“Staying Gold”: The Rise Of “The Outsiders” Powerhouse Producers Laura Galt & Kathleen Irvin Loughlin, Of Austin

November 18, 2025
5 mins read
"The Outsiders" tour cast. Photography by Matthew Murphy

Go Inside The Personal Histories, Creative Instincts, And Bold Choices Behind One Of The Most Successful Musicals In America. Here’s How Two Producers Turned A Beloved Book Into A Movement Spanning Broadway, TikTok, And The Country At Large

Photography of “The Outsiders” by Matthew Murphy

If theater had a Thelma and Louise duo, minus the cliff, yet included a Broadway run, it would be Laura Galt and Kathleen Irvin Loughlin. One hails from the red dirt roots of Oklahoma and now calls Austin home; the other is a documentary-curious Texan who trusted her instincts and landed in one of the buzziest Broadway hits of the decade. Together, they’re part of the producing force behind The Outsiders, the musical adaptation of S.E. Hinton’s American classic that has captivated audiences from Tulsa to Times Square. Our theater superfan, Lance Avery Morgan, caught up with the dynamos to learn more about their theatrical success. 
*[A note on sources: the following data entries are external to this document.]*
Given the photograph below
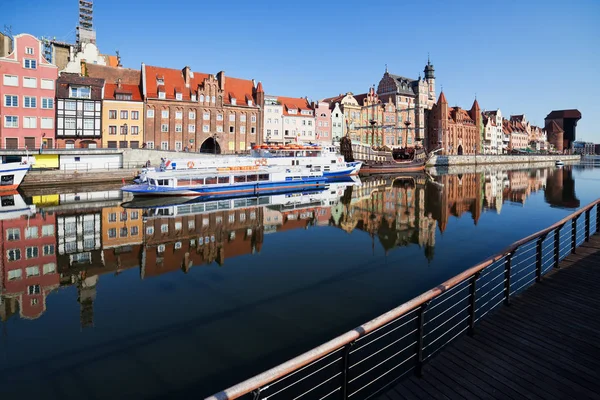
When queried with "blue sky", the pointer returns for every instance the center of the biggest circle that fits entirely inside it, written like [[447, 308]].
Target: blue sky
[[521, 56]]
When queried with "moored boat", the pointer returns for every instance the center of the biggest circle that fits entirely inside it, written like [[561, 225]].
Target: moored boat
[[12, 174], [234, 181]]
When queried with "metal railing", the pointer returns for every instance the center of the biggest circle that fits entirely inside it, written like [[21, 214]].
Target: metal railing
[[363, 362]]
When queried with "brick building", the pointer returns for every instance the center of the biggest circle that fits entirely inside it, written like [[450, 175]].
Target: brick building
[[200, 112], [455, 130]]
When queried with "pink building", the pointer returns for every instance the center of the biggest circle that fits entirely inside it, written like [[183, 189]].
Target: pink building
[[323, 117], [27, 94]]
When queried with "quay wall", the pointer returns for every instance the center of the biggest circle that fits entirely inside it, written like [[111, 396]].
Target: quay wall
[[438, 160]]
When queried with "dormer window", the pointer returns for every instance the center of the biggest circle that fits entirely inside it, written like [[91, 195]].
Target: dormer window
[[80, 92]]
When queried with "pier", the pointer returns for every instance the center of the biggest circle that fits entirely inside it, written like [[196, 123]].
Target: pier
[[521, 324]]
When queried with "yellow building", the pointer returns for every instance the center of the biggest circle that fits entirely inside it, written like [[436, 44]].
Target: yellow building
[[122, 105], [121, 227]]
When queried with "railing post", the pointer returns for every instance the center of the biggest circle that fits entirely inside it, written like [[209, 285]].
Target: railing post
[[421, 322], [557, 246], [473, 303], [538, 259], [507, 266], [587, 225], [346, 368], [573, 235]]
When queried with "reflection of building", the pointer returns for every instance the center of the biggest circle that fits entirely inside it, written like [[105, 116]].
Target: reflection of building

Laura Galt & Kathleen Irvin Loughlin Photo by Campbell Snavely

A Tale Of Two Paths, One Story

For Laura Galt, the road to The Outsiders, which is based on the 1983 cult film classic, began long before the project itself existed. She grew up in Oklahoma and now lives in Austin, carrying those landscapes in her bones. The world of which S.E. Hinton wrote, the neighborhoods, the class divides, the family dynamics, wasn’t fiction so much as a mirror. The characters, the Curtis brothers’ experience, echoed her own mother’s upbringing: three sisters navigating life without their mother, relying on each other to make sense of the world.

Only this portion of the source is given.